I do not bring up this quote to shame the American performance against Germany on Thursday. It was reactive, but it was effective. In need of either a draw or a thin defeat, Klinsmann set his team up to ensure that Germany could not win a blowout margin. The Americans let Germany pass and pass and pass. Germany completed 686 passes. No other team in the tournament has even attempted as many passes in one match as Germany completed against the United States.
Team USA was willing to cede the midfield area to Germany to hold the defensive line at the top of the 18-yard-box. Klinsmann deputized his midfielders to drop into the back line rather than try to disrupt the German’s pattern-weaving further from goal. The result was a German side that had scored four and two goals in their previous matches being held to just one score and only one big chance.

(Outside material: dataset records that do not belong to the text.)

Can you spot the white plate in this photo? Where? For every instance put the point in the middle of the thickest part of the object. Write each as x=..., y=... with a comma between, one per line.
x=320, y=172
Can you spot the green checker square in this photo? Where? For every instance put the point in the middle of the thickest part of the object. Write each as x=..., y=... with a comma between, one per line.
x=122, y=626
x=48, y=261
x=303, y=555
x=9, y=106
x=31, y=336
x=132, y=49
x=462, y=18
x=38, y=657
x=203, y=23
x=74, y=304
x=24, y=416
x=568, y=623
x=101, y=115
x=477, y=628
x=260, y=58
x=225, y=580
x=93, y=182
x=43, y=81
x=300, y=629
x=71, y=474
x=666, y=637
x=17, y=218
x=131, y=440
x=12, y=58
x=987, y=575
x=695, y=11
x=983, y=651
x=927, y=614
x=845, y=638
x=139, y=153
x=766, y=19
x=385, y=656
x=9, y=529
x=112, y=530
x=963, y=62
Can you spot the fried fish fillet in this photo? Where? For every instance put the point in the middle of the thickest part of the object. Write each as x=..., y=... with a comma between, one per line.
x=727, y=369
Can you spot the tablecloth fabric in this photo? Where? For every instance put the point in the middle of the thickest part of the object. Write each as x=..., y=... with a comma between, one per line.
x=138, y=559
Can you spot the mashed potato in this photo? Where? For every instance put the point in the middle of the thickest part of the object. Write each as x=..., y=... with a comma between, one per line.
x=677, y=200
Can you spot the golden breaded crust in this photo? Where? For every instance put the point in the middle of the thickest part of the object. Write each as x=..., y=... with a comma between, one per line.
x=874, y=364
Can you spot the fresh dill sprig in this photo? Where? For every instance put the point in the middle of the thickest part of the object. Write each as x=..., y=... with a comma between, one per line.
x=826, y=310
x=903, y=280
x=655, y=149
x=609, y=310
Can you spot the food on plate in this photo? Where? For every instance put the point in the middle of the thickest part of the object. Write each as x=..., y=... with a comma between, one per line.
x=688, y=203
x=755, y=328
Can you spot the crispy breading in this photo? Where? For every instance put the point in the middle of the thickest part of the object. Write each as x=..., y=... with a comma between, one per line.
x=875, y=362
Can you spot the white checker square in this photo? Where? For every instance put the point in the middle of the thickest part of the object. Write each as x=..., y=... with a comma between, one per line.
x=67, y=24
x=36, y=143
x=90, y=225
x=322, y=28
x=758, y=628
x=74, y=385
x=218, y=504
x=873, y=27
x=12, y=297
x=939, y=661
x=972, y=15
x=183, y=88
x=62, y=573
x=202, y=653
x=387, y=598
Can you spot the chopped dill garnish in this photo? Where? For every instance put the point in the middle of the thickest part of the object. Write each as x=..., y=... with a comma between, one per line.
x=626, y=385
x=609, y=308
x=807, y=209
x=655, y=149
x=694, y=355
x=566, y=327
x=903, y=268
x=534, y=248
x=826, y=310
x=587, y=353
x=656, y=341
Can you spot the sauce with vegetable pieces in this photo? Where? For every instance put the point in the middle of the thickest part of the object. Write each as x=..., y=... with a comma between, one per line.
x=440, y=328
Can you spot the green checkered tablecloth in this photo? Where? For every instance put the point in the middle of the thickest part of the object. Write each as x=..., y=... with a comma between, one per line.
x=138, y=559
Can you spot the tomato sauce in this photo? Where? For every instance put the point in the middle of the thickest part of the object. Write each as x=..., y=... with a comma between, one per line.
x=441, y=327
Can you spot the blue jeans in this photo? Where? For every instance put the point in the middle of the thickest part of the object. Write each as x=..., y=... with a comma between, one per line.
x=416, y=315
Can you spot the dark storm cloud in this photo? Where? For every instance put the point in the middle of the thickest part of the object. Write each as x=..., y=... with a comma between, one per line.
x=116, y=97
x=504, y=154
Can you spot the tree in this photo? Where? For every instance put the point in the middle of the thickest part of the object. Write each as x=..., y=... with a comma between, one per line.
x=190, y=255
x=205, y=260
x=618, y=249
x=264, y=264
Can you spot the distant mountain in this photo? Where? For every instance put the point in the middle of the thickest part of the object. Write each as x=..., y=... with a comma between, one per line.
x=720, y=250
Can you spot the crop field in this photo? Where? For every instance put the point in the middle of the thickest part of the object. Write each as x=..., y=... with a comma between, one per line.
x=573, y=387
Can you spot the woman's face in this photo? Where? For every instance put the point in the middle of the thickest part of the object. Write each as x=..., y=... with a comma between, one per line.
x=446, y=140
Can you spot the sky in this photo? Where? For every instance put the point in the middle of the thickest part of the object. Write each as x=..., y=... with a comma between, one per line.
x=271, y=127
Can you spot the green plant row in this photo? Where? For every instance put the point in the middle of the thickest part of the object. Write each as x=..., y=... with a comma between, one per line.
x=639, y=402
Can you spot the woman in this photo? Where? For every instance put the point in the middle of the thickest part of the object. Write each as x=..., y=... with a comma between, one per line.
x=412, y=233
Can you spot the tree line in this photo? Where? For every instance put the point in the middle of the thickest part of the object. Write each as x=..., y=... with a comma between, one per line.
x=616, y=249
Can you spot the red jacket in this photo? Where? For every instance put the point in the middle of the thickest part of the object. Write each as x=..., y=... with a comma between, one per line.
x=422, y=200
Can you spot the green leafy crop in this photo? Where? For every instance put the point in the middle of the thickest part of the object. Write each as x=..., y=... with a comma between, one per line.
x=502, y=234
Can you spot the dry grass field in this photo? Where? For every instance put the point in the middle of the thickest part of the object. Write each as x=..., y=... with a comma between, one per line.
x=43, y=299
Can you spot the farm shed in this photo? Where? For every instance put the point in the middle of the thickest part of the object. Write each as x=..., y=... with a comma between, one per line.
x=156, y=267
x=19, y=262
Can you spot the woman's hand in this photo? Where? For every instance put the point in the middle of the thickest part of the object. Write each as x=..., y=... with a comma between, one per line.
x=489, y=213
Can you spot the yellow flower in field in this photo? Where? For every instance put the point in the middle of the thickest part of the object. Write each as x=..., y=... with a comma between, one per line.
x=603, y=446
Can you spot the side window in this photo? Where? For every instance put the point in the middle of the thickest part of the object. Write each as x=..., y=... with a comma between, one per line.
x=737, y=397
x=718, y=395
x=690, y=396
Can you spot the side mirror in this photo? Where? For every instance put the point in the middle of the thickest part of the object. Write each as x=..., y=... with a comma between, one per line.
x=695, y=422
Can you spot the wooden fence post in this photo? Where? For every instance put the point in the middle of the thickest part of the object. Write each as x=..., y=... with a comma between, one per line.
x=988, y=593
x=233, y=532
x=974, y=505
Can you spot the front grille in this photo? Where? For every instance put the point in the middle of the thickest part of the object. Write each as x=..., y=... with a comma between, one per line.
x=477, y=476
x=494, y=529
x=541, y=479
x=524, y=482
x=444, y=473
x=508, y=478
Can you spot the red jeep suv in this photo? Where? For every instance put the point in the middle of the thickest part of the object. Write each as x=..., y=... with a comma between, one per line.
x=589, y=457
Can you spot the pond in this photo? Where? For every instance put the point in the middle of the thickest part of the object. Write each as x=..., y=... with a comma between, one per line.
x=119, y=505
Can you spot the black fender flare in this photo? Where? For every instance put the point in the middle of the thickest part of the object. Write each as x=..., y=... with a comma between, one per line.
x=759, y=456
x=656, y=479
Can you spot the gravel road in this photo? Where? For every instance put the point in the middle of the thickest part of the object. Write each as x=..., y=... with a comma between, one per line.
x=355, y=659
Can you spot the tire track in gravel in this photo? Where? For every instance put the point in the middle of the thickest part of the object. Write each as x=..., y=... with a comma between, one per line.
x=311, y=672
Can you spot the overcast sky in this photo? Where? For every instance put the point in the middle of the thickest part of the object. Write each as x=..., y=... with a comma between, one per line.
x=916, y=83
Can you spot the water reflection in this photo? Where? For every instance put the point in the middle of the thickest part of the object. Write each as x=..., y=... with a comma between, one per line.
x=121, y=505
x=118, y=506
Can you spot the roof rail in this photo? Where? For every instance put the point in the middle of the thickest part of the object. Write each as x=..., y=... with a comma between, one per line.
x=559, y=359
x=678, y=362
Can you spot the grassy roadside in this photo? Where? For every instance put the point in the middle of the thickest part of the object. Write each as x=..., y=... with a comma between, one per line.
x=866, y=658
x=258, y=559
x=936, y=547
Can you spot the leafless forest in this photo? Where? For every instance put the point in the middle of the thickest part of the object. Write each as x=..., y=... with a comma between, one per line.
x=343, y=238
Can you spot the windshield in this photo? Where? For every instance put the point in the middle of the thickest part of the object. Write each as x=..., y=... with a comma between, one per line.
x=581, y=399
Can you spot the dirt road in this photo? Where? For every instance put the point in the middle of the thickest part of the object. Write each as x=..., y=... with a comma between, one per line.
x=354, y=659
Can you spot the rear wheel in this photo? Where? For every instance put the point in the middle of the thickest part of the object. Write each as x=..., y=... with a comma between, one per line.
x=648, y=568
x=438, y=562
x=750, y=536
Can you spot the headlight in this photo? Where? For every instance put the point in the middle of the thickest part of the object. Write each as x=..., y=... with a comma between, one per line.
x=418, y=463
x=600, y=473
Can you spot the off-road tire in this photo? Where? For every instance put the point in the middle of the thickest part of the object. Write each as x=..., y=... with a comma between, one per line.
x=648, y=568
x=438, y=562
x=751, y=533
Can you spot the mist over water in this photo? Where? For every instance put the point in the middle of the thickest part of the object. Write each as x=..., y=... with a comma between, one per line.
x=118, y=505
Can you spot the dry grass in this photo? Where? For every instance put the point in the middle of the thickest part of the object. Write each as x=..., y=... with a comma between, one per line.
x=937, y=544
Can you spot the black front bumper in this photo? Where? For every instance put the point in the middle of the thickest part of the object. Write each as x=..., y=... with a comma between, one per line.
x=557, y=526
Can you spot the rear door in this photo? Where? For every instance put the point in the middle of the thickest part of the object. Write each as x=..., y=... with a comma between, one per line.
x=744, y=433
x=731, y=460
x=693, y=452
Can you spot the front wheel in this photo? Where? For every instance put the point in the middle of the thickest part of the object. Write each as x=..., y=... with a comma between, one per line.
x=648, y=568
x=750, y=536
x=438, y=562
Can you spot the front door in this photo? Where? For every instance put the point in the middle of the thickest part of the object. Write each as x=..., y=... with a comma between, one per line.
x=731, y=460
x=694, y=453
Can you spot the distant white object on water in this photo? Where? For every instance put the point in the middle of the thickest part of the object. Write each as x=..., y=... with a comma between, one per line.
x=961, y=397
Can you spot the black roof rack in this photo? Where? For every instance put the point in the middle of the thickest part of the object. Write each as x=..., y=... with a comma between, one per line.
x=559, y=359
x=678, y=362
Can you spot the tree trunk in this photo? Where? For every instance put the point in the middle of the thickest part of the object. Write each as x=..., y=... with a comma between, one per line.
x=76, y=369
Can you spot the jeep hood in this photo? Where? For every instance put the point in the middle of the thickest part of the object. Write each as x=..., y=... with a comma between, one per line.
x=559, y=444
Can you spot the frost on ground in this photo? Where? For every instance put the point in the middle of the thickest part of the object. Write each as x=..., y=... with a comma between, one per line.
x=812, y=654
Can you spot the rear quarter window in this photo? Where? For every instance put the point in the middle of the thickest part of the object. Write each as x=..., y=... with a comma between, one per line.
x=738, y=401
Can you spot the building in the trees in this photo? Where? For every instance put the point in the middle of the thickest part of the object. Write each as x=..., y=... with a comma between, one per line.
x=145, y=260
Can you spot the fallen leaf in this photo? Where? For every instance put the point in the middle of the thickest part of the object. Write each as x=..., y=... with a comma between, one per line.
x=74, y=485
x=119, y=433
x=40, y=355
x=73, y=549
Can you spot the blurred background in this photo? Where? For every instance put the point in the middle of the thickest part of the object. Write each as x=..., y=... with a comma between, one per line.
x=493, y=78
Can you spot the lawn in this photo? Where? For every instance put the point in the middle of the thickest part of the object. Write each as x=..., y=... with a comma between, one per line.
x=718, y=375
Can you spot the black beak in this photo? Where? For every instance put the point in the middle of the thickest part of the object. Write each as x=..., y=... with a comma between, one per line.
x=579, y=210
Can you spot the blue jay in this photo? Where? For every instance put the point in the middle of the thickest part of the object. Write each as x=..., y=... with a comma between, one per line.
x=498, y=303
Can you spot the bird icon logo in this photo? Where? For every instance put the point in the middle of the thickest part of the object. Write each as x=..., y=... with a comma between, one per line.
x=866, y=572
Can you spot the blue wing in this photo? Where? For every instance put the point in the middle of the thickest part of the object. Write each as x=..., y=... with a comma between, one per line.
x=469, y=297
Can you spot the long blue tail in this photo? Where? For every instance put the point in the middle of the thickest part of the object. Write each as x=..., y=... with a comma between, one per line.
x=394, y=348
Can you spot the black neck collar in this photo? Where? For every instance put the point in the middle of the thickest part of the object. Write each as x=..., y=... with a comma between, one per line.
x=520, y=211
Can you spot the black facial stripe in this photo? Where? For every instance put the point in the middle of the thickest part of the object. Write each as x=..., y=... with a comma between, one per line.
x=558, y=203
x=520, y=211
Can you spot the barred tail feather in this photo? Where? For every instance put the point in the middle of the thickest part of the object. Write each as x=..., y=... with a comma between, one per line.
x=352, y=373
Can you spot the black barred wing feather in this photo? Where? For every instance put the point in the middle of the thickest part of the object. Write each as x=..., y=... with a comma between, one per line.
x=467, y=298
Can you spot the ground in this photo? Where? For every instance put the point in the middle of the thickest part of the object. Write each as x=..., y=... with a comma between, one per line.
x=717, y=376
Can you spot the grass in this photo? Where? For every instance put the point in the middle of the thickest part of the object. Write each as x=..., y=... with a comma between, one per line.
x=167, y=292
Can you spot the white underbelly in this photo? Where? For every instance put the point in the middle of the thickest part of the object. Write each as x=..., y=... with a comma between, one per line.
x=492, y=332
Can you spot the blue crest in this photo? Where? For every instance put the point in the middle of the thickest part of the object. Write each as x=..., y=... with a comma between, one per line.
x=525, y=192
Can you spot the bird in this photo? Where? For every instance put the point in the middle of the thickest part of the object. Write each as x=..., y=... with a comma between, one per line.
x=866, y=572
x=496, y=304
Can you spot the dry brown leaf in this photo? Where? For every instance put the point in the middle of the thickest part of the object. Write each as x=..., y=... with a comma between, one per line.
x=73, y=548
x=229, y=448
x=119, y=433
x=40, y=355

What is striking to me about this performance is not that it failed to live up to some ideal. Rather, it is notably different from the way the Americans played against Portugal. Where the United States ceded possession easily to Germany, they played Portugal to a draw in midfield. Portugal completed 436 passes, and the Americans nearly matched that total with 389. They had found themselves pushed back against Germany and Ghana, and attempted to press forward quickly with long balls. Long balls accounted for about 13 percent of American passes in those two matches, but only about 8 percent of American passes against Portugal.
These different tactics reflected, again, a different situation. Portuguese Manager Paulo Bento set up his team in a wide-open 4-4-2 formation with two true strikers staying ahead of the ball. Given room to work, USA could build up play slowly. Nearly 80 percent of American passes were attempted outside the final third, one of the lowest rates in the World Cup. This patient attack took time to develop, but by the second half Portugal were worn out and the chances came.
Given different needs and different opponent tactics, America played a different style effectively. I think perhaps the most notable effect of this improvisatory approach is how the US reacted to losing Jozy Altidore. Against Ghana, the loss of Altidore looked like an awful blow, as Team USA struggled to retain possession or to create chances without its line-leading center forward.
But Klinsmann and the team adapted. Instead of trying to shoehorn a very different striker into a role he was not made for, the USA changed tactics. With natural second forward Clint Dempsey at striker, the team had no target man to aim at. Instead, Dempsey would drop back and either look to make a later run into the box or enable other players to make dangerous runs out of midfield. Jermaine Jones in particular took to these new tactics, and with a better first touch he might have created the equalized against Germany with a run down the center.
I noted in the build-up to the World Cup that Team USA had one of the most cross-heavy attacks among World Cup teams. This has not been the case in Brazil. The United States has actually attempted the fewest open-play crosses of any team with just 17. Even when normalized for possession, by looking at the percentage of final third passes, the United States still relied on crosses the least of any team in the group stages.
I began with that Klinsmann quote because it seems that the search for a fixed national style was mostly abandoned at this World Cup, but perhaps it was replaced by something better. The side’s approach was pragmatic but also improvisational. Team USA could play reactively if necessary, but it also adapted in the moment to opposition tactics or to its own personnel changes. When Portugal defended with just eight men, the United States wore them down with effective possession soccer. When the US only needed a draw and Germany was pattern-weaving through midfield, the Americans sat back and defended the penalty box. Jozy Altidore went down, and the United States switched the focus of its attack from crosses off the flanks to more direct runs through the center. The United States has advanced through the Group of Death not by executing one plan, but by changing the plan as the situation has merited.
All data provided by Opta unless otherwise noted.